Rabies: Rabies occurs sporadically in free roaming dogs and is occasionally transmitted humans. Rabies vaccine is recommended for: persons anticipating an extended stay; for those whose work or activities may bring them into contact with animals; for people going to rural or remote locations where medical care is not readily available; for travelers desiring extra protection. Children are considered at higher risk because they tend to play with animals and may not report bites.
• All dog and other animal bites should be medically evaluated for possible post-exposure treatment. Pre-exposure vaccination eliminates the need for rabies immune globulin (RIG), but does not eliminate the need for two additional booster doses of vaccine. Note: If adequate rabies treatment is not available locally, medical evacuation is advised to a facility that can provide treatment.
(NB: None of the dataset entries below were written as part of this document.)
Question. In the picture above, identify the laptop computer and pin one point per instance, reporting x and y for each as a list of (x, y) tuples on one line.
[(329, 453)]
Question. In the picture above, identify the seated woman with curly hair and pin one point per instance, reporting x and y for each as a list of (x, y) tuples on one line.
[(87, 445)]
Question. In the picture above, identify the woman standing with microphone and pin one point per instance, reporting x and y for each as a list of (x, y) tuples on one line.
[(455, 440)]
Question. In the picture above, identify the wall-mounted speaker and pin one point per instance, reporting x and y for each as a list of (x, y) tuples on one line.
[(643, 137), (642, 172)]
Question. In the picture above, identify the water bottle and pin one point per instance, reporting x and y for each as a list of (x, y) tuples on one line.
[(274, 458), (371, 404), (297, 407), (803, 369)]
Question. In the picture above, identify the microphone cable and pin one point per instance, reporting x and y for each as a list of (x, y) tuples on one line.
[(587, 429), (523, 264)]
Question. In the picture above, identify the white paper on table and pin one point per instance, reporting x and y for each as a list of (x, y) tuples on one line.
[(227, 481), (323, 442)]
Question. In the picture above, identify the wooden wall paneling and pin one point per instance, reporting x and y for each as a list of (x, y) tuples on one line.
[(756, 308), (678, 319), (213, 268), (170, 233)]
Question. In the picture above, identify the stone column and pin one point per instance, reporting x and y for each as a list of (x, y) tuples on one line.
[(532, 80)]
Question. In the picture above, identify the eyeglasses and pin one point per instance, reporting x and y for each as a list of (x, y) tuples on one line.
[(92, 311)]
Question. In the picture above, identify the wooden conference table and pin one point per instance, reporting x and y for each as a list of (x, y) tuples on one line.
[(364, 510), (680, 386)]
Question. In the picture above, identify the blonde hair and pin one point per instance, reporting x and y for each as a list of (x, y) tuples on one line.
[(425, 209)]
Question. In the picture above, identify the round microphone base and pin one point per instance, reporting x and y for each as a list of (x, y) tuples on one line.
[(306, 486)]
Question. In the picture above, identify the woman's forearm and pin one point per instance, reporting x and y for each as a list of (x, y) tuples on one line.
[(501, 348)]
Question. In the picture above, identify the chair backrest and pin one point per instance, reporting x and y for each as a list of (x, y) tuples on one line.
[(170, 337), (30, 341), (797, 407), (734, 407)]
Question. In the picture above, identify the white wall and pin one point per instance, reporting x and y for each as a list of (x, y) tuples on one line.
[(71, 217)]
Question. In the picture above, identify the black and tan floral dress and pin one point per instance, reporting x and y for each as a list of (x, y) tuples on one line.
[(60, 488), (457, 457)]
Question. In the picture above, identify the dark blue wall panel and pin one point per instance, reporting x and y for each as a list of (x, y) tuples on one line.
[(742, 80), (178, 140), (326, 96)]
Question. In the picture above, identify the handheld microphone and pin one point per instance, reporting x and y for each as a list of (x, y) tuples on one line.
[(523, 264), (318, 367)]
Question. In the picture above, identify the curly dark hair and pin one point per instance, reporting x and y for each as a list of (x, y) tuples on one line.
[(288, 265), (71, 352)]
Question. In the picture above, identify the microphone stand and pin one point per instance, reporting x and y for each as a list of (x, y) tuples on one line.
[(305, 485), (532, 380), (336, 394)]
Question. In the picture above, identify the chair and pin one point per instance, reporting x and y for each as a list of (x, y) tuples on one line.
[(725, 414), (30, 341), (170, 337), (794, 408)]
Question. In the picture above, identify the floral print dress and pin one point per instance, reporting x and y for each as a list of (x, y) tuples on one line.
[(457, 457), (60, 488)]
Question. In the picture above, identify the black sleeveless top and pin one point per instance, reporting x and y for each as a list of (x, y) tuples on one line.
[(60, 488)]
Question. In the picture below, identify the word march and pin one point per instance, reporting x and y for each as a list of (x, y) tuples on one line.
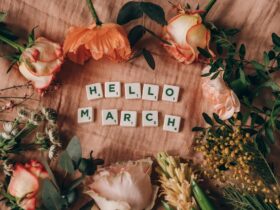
[(149, 92)]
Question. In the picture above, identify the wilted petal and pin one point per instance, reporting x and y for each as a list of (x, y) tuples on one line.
[(126, 183)]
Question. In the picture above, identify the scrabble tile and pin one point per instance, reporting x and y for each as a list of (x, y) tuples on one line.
[(109, 117), (85, 115), (149, 118), (150, 92), (94, 91), (128, 118), (170, 93), (112, 89), (132, 90), (171, 123)]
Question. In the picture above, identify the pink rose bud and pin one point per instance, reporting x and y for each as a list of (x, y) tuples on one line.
[(186, 32), (25, 183), (41, 62), (223, 100)]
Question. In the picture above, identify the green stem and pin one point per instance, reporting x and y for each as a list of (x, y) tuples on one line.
[(93, 12), (208, 8), (13, 44)]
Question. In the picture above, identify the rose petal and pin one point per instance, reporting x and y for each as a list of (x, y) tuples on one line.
[(127, 182), (28, 204), (39, 82), (179, 26), (105, 204), (23, 183)]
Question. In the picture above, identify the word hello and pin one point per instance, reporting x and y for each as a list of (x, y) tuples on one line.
[(132, 91), (149, 92)]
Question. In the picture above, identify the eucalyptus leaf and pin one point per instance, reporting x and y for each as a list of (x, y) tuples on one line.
[(130, 11), (242, 51), (74, 150), (51, 198), (154, 11), (66, 163), (275, 39), (149, 58)]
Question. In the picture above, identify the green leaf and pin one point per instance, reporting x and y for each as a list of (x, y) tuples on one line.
[(265, 59), (3, 15), (88, 205), (31, 36), (207, 119), (271, 54), (242, 51), (149, 58), (50, 197), (130, 11), (135, 34), (74, 150), (257, 65), (204, 52), (66, 163), (157, 37), (217, 119), (154, 11), (276, 39), (269, 134), (231, 31), (166, 206), (11, 66), (194, 129)]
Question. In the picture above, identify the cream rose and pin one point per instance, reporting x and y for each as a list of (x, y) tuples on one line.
[(125, 186), (25, 183), (186, 32), (223, 100), (41, 62)]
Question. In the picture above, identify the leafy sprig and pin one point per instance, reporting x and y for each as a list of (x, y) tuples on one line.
[(63, 196)]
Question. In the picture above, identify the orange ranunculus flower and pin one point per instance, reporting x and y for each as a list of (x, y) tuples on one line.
[(108, 40), (25, 183), (185, 32), (224, 101), (41, 62)]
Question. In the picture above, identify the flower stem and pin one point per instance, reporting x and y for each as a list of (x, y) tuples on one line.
[(208, 8), (93, 12), (13, 44)]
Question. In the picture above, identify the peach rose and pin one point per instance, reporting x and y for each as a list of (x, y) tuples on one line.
[(224, 101), (25, 183), (41, 62), (185, 32), (125, 186), (108, 40)]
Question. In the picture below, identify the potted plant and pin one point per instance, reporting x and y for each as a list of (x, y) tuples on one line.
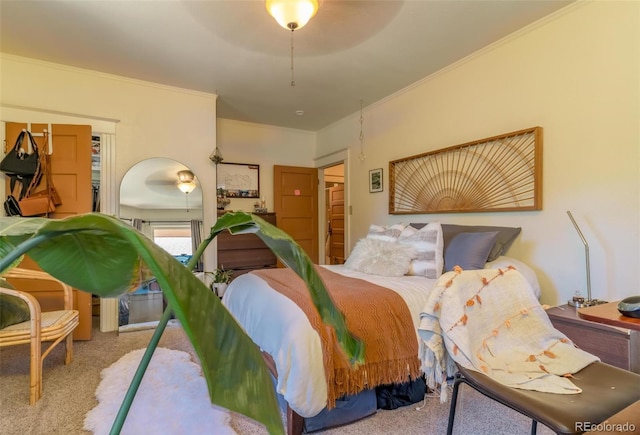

Travelers' Diarrhea: Moderate risk. Outside of hotels and resorts, we recommend that you filter or purify all drinking water or drink only bottled water or other bottled beverages and do not use ice cubes. Avoid unpasteurized dairy products. Do not eat raw or undercooked food, especially meat, fish, raw vegetables. Peel all fruits.
• Good hand hygiene reduces the incidence of travelers’ diarrhea by 30%.
• A quinolone antibiotic, or azithromycin, combined with loperamide (Imodium), is recommended for the treatment of diarrhea. Diarrhea not responding to antibiotic treatment may be due to a parasitic disease such as giardiasis, amebiasis, or cryptosporidiosis.
• Seek qualified medical care if you have bloody diarrhea and fever, severe abdominal pain, uncontrolled vomiting, or dehydration.
Typhoid Fever: Typhoid fever is the most serious of the Salmonella infections. Typhoid vaccine is recommended by the CDC for all people (with the exception of short-term visitors who restrict their meals to hotels or resorts) traveling to or working in the Caribbean, especially if visiting smaller cities, villages, or rural areas and staying with friends or relatives where exposure might occur through food or water. Current vaccines against Salmonella typhi are only 50-80% protective and do not protect against Salmonella paratyphi, the cause of paratyphoid fever. (Paratyphoid fever bears similarities with typhoid fever, but the course is generally more benign.) Travelers should continue to practice strict food, water and personal hygiene precautions, even if vaccinated.
Yellow Fever: There is no risk of yellow fever in Cuba.